Seit 2016 feiert das BVIK Jugendcamp Magdeburg sein alljährliches Sommerfest. „Wir laden Förderer, Nachbarn aus dem Quartier aber auch befreundete Vereine, Mädchen und Jungen aus anderen BVIK Einrichtungen und ehemalige Mitarbeiter wie auch Kinder und Jugendliche die einmal bei uns gelebt haben ein, gemeinsam mit uns zu feiern,“ sagt Taoufiq Elmourabiti, Prokurist und Leiter der Einrichtung. Es sei wunderbar miterleben zu können, wie ehemalige jugendliche Flüchtlinge inzwischen in Arbeit sind, Familien gegründet oder gar Kinder bekommen haben. „Daran sehen wir, dass sich unsere Arbeit hier gelohnt hat.
“Das Sommerfest biete neben Raum für Gespräche auch immer Gelegenheit zum Tanzen und Spielen. Das Besondere, das Buffet wird von den Bewohnern und Erziehern des Magdeburger Jugendcamps selber gestaltet und ist entsprechend vielfältig. So gab es auch in diesem Jahr Spezialitäten aus Indien, Syrien, Afghanistan, Polen, Marokko und Serbien.

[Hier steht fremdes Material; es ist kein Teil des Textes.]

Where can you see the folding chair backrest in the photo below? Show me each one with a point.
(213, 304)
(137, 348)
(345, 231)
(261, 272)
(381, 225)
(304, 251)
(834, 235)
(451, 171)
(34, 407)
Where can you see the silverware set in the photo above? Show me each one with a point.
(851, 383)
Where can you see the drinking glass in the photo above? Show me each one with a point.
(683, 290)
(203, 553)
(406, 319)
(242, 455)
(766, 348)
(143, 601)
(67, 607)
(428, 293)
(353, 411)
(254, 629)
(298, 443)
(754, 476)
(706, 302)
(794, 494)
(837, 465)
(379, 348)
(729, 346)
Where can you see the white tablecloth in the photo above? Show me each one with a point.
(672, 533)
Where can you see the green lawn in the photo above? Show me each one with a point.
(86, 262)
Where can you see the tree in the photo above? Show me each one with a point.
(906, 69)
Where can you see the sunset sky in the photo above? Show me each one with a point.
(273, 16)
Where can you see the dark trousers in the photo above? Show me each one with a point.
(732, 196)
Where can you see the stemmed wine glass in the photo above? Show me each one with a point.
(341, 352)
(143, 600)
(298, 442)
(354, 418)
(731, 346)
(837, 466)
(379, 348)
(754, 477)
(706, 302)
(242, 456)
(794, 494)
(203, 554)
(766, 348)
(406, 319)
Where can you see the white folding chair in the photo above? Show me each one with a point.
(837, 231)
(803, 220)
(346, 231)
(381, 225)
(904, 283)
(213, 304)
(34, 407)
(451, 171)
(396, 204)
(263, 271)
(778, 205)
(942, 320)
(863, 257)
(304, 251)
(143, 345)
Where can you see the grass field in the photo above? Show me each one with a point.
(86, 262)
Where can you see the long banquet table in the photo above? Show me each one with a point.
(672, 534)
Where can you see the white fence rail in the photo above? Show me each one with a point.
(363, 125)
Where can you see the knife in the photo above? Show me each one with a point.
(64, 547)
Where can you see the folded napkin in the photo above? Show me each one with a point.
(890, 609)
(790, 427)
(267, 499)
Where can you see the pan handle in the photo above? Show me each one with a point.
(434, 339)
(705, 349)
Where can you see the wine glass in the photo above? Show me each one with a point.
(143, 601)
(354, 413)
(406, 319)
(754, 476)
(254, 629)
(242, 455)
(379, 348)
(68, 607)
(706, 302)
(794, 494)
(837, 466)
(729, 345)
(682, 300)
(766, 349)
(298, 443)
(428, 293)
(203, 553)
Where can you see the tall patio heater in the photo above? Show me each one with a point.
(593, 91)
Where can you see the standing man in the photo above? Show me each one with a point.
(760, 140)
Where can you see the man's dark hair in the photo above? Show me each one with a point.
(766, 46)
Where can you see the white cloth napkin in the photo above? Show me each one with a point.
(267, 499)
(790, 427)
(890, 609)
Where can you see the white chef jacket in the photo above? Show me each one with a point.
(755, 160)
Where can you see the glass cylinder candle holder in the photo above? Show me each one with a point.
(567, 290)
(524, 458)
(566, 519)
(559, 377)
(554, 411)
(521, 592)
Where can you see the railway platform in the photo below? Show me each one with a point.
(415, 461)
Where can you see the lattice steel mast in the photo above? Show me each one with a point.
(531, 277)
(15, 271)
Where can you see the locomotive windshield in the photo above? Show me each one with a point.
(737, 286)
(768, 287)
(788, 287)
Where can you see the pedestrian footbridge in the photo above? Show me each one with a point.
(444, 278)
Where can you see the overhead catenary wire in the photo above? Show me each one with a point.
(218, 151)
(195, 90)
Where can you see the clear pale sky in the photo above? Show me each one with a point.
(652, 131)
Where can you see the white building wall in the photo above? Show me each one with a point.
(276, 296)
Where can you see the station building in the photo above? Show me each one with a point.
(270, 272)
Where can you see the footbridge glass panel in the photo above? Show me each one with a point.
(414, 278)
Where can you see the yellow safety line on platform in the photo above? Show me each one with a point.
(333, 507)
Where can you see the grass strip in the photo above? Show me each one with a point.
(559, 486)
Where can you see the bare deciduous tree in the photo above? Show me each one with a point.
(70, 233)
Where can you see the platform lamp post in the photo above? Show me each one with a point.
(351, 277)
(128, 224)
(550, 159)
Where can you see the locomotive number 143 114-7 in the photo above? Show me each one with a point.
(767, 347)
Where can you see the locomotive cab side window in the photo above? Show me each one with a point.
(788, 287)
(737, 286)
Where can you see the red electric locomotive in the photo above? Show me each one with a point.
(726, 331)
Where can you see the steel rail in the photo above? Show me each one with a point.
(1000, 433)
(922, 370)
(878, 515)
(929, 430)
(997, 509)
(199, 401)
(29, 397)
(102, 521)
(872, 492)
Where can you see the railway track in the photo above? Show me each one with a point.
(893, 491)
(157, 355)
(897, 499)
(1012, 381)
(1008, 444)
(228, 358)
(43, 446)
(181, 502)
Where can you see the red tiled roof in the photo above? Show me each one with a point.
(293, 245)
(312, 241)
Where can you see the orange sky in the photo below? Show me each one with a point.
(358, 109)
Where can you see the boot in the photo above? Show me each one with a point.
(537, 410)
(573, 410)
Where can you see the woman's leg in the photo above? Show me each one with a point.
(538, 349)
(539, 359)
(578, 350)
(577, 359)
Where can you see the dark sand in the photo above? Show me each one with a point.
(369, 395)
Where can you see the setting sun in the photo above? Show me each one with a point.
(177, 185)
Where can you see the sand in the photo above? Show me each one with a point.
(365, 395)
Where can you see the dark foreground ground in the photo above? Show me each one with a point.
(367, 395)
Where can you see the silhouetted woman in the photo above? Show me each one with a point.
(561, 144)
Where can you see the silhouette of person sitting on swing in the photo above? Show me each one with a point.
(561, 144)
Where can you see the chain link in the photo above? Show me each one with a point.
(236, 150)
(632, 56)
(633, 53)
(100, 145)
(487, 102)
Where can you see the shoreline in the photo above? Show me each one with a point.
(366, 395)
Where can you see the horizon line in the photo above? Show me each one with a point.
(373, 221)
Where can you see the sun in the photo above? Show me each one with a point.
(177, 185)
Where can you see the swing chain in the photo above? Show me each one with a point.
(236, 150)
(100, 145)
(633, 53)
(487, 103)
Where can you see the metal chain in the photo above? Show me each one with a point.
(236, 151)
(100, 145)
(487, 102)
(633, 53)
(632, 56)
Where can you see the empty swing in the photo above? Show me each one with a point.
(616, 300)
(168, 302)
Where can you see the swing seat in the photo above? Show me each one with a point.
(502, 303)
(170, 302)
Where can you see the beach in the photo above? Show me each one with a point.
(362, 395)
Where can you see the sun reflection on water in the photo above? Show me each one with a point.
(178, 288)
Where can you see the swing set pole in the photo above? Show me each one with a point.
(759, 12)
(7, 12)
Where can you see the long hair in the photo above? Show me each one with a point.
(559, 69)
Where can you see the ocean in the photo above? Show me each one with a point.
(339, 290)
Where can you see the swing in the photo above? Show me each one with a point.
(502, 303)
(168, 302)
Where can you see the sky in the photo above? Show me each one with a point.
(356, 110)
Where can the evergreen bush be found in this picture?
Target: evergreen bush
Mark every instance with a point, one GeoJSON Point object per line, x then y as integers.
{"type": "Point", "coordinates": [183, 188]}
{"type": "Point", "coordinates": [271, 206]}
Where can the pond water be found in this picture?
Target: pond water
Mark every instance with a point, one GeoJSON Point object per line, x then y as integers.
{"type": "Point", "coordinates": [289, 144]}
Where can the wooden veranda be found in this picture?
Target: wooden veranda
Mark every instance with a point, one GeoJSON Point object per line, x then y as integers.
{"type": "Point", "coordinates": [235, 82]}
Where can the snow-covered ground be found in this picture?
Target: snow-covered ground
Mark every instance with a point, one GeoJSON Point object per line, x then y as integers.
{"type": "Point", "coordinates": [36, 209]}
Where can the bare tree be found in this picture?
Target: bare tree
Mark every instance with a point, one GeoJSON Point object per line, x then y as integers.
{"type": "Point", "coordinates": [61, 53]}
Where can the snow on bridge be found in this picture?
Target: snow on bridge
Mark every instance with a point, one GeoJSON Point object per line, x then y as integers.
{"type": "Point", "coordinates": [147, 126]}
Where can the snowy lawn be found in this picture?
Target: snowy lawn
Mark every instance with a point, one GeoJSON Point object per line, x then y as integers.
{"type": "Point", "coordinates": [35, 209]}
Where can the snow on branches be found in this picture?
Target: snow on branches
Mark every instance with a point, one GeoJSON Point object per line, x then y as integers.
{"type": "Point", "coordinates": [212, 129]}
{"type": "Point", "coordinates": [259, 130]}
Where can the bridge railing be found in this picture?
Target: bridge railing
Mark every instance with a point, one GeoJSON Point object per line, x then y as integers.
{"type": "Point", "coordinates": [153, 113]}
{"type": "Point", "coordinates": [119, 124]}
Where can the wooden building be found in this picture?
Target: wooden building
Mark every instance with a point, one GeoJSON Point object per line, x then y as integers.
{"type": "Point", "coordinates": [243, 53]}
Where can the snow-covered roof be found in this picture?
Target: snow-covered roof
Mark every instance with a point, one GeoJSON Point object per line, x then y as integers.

Für Prokurist Taoufiq Elmourabiti gehört eine stete Qualifizierung der Mitarbeiter zum Kern guter Arbeit. Aktuell absolvieren zwei Mitarbeiter des Betreuungsteams eine Ausbildung zum staatlich anerkannten Erzieher. Das dauert vier Jahr lang, neben dem Job. Grundsätzlich geht es nach seinem Verständnis bei der stationären Hilfe für Kinder und Jugendliche wie auch bei den umA`s um drei wesentliche Dinge. „Erstens die Selbstkompetenz. Ich brauche also das nötige Wissen. Das erzielen die PädagogInnen durch die Aneignung von spezifischem Fachwissen. Zweitens geht um Selbstfürsorge. Der Erhalt der psychischen Unversehrtheit oder die Verhinderung von Burnout ist eine, vielleicht die wichtigste Kompetenz der PädagogInnen. Es geht um einen liebevollen, wertschätzenden, achtsamen und mitfühlenden Umgang mit sich selbst und das Ernstnehmen der eigenen Bedürfnisse.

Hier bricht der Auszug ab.